The crossroads of auto insurance these days is telematics, the use of an electronic device to monitor how an automobile is being driven. The device monitors where a car is and how it is being driven, and, in theory, should help separate good drivers from bad drivers.
At the Casualty Actuarial Society’s recent Ratemaking and Product Management Seminar, actuaries learned how telematics works and how well it works in the insurance industry. They were told that actuaries are critical to making telematics successful in the future.
Jim Weiss, FCAS, spoke about how ISO developed its telematics product. Jerel Cestkowski of American Family Insurance described some of the nuts-and-bolts issues in developing the infrastructure of customer service and claims that lie behind telematics. In addition, Allen Greenberg, a senior policy analyst at the U.S. Department of Transportation, described the government’s interest in telematics.
It turns out that learning driving behaviors doesn’t automatically help insurers achieve business objectives, said ISO actuary Weiss. Rather, careful execution and planning are required for usage-based auto insurance (UBI) programs to be successful.
Here’s how many insurers use telematics these days: If a customer is interested, the insurer gives the customer a device called a “dongle,” which is hooked into the car’s computer systems. Typically, the dongle monitors when and where a car is driven along with the length of the trip. Some devices can monitor the speed of the car, use of seatbelts, engine temperature, and “acceleration events” — for example, speeding up and braking.
If vehicle operators are more aware of such behavioral factors, they may actually become better drivers. Weiss pointed to studies indicating crash rates fell between 20 percent and one-third in cars monitored via telematics.
But monitoring an automobile is not cheap, he said. To illustrate, Weiss cited a hypothetical example where a dongle costs about $100 and lasts three years, and it communicates with the insurer via wireless, which costs about $5 a month.
For the insurer to “break even,” the savings from better driving must offset the costs of technology and any telematics-based discounts. In Weiss’s example, the loss ratios would have to drop 22 percent to justify a permanently installed dongle.
One alternative: Move the dongle to a new vehicle every six months.
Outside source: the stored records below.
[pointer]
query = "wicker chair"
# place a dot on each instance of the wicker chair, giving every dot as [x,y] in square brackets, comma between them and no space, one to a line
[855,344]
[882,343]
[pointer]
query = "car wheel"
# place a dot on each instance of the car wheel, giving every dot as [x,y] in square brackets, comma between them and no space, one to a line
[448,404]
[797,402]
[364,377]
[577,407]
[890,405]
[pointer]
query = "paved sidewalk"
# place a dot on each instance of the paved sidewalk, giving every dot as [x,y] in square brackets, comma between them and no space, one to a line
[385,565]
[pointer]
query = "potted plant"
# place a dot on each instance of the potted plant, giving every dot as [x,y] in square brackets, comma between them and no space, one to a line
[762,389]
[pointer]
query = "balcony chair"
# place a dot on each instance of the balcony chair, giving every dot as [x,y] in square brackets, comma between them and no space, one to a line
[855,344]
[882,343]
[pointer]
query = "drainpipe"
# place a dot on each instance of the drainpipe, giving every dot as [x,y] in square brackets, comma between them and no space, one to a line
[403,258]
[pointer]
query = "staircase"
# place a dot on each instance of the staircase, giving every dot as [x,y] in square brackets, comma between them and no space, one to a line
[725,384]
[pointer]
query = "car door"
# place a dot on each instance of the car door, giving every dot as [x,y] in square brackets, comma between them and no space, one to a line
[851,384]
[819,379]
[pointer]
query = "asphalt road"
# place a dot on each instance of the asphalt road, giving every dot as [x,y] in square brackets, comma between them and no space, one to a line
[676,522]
That’s enough time for long-term driver behavior to improve, but at much lower cost per vehicle. Using the same assumptions, loss ratios would still have to fall 13 percent to break even, Weiss estimated — which makes the economics more workable.
For an insurer, actuaries would need to show all that work is worth it. Over the decades, actuaries have developed a powerful set of rating factors. In recent years through predictive modeling, actuaries have refined their craft even further.
Those old factors do an acceptable job — almost as good as early generations of telematics, as Weiss showed by example. In a traditional rating plan, younger drivers are a higher risk. The risk ebbs as the driver ages, then increases a bit as the driver heads past middle age.
By comparison, basic telematics track, for example, the propensity to slam on the brakes, which can be a sign of an inattentive driver. ISO found that young drivers tend to slam on the brakes often. The tendency ebbs as they get older, then increases a bit around age 60.
In other words, the telematics research affirmed the old rating factor.
At ISO, the actuary’s job became to tease out the added precision the telematics offering provided using multivariate modeling approaches. The result: Telematics gave ISO’s rating plan significant “lift,” meaning that — according to vehicles’ telematic scores — the riskiest 20 percent of operators’ expected claim costs were 10 times higher than those of the least risky 20 percent, even after the effects of a traditional rating plan were considered.
Monitoring the driver and developing the rate are important, of course, but Cestowski of American Family pointed out that telematics creates other expenses and challenges.
For example, in the areas of customer service, Cestowski said, the device opens up a new set of questions that a company’s representatives must know how to handle, questions including:
- How do you install the dongle? (The answer differs, he said, depending on the model. And company reps will have to know them all.)
- Do you share data with police? (No.)
- What data does the device monitor?
- When will I get my discount?
A company must either train its current support staff or create a new level of specialist to handle telematics questions.
“You’re going to have to invest in education and resources to handle this in your support areas,” Cestowski said.
Agents will need training, too. At companies like American Family, the agent is often the first person a customer calls. The agent will have to understand the product and its nuances.
The introduction of telematics will have an impact on marketing issues, such as should the product be used to target new customers or try to retain existing customers? And there are privacy considerations, which constitutes one of the main reasons consumers hesitate before trying a telematics product.
Even with the logistical challenges, telematics remains an insurance concept the federal government tends to favor, said U.S. Department of Transportation Analyst Greenberg.
Operating an automobile is deceptively expensive, he said, because most costs—the car itself, parking, vehicle taxes and fees—are fixed. There is little incentive to avoid using a vehicle, he said. Even high gas prices don’t make that much difference.
Telematics convert one of those fixed costs, insurance, into a variable cost. If people understand the cost-per-mile to operate a car, they drive less. That leads to a host of social benefits: fewer crashes, less congestion, less pollution and less urban sprawl.